The feudal system fell into decline for many reasons. One was that the military became full-time professionals. Another was the Black Death (bubonic plague) of 1348, which killed many of the serfs. Landowners desperate for workers to harvest their crops had to do the unthinkable: pay actual wages to anyone who’d work their land – and the wages were high. Thus did the lords lose their hold over the serfs.

But Professor Richard Grabowski, of Southern Illinois University, has advanced a more economic theory. Manorial agriculture wasn’t very efficient, even though productivity could have been improved by such measures as removing stones from fields, adding mineral fertilisers and making greater use of fodder crops.

But the system of forced labour precluded use of these techniques because they required more care and skill than the serfs had any incentive to apply when working in the lord’s fields rather than their own.

Creating this incentive would have required shifting to paid labour, but this would cost the lord the ability to order his serfs to help fight a rival lord trying to grab his land. The first lord to free his serfs would lose his land to the others.

So the lack of national enforcement of property rights was another barrier to greater productivity.

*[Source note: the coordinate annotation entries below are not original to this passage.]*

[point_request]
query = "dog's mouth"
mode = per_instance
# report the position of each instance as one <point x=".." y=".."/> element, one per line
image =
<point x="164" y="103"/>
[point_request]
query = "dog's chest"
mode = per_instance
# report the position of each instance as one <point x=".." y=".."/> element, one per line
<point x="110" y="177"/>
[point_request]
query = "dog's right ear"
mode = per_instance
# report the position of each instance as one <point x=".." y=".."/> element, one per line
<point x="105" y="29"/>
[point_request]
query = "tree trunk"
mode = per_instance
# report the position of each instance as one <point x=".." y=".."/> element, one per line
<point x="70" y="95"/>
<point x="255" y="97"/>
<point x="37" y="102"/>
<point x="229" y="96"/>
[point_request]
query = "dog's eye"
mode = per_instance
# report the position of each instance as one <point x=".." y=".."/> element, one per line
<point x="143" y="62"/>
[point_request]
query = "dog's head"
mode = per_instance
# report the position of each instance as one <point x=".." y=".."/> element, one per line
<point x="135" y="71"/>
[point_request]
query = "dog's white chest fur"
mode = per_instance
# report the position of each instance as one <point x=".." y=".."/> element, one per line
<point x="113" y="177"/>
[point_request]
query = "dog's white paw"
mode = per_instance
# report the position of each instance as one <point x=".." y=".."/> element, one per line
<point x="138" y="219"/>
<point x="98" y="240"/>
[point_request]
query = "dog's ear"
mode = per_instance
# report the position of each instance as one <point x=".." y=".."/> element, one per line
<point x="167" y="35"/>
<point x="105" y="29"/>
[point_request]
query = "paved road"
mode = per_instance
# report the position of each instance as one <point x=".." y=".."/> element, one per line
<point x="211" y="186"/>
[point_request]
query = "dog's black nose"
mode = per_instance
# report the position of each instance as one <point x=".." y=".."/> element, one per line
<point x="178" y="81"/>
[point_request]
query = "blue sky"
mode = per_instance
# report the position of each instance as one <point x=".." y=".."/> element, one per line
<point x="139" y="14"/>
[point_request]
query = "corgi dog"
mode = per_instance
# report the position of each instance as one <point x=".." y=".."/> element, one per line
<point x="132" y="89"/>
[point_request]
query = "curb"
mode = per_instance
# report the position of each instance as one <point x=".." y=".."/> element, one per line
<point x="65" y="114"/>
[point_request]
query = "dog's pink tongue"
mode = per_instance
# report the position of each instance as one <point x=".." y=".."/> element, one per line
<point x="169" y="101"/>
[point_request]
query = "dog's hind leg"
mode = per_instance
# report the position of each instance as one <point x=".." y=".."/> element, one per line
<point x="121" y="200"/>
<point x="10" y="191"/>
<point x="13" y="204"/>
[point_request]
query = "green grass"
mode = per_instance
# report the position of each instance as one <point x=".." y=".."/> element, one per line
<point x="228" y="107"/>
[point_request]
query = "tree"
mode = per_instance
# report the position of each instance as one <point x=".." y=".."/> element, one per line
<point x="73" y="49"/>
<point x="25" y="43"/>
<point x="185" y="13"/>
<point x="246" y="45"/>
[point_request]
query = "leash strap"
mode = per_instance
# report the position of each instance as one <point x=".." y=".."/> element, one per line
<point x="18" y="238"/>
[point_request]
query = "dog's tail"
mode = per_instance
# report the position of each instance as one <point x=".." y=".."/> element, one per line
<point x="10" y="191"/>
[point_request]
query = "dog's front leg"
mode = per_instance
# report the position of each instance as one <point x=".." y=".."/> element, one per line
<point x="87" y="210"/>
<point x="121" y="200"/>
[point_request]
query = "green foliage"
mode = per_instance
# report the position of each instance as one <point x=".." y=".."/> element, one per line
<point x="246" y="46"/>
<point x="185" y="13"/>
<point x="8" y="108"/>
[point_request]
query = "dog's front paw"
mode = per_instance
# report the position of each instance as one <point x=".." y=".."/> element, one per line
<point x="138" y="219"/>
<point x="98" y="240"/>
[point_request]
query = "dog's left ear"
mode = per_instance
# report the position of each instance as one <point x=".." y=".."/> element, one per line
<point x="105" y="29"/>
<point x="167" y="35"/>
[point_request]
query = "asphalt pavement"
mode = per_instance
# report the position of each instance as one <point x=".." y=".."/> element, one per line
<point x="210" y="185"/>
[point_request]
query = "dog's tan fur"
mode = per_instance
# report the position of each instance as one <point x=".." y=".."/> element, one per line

As the feudal system gradually broke down, the basis for power shifted from how many serfs you controlled to how good you were at using your land to generate more income.

England’s long Agricultural Revolution involved moving to market relationships between land owners and labourers, and almost all rural production being sold in markets, as well as huge improvements in agricultural productivity, making the nation much more prosperous.

People may have worked more hours on more days in the year, but they were much better paid to do it.